新田次郎「野付牛の老尼」ー北見市

新田 次郎(にった じろう)  本名:藤原 寛人、
1912年 – 1980年、小説家、気象学者。

長野県諏訪郡上諏訪町角間新田(かくましんでん)(現在の諏訪市上諏訪角間新田)に藤原彦、りゑの次男として生まれる。
ペンネームは“新田の次男坊”から(「しんでん」を「にった」と読み替え)。
神田電機学校(現在の東京電機大学の母体)卒業。気象庁職員として富士山気象レーダー建設などに携わる傍らで作家活動を行い、『八甲田山死の彷徨』など山岳小説の分野を拓く
新田次郎・昭和新山ー有珠郡壮瞥町

新田次郎の小説に「野付牛の老尼」があります。
北見市川北の信善光寺を開いた住職吉田信静尼は、大正12年、地蔵尊がわりにと屯田兵人形の製作を思い立ち、胴は木、顔は土、高さ70㎝の人形75体を作りました。信善光寺は常呂川をへだてて市街地を見下ろす高台にあり、桜の名所にもなっています。

「野付牛の老尼」は住職吉田信静尼がモデルですが、「私は現地に取材にいったのは昭和48年の10月であった。これは飽くまでも小説であってフィクションであって、実録ではないことを、ここではっきりおことわりして置く」と書かれています。

「あるとき小林源太郎にすすめられる。『法静尼さん、屯田兵人形を作って見ないかね、屯田兵としてこの地に入植した当時の写真をもとにして、人形を作って、飾り、それを寺に置いたらどうか。一人ふたりではいけない、できることなら、あのとき入植した屯田兵全員の人形を作って残して置きたいものだ』。
この話は法静尼の心を動かした。名古屋の人形師に注文し、昭和元年になって最初の三体が完成しまた。観音堂に安置した。
『軍服姿の屯田兵の像はなかなかよく出来ていた。
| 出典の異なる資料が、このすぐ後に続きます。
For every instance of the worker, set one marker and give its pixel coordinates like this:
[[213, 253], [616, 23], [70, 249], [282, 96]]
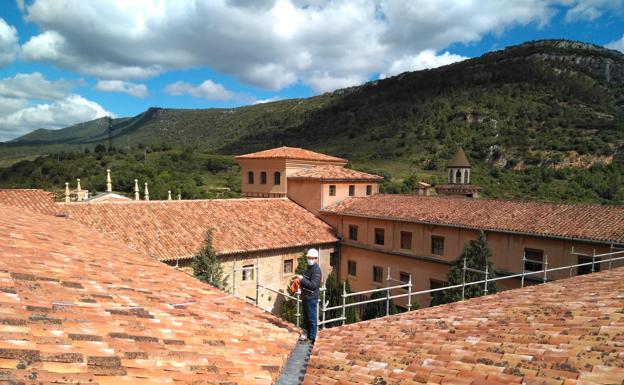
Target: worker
[[310, 283]]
胴体、手足はサワラの木を彫って作り、顔は土を材料として作り上げてあった。写真を見て作ったにしてはよくできていた。若かりしころの本人を彷彿とせしむるものがあった。紺の軍服も、赤い襟章も、銃も、腰にさけている銃剣もよくできていた。肩にそれぞれの名前を書いた布札が下げてあった』法静尼さんからお経を上げて貰うのは悪くない、と立ちどころに二十体の申し込みがあった。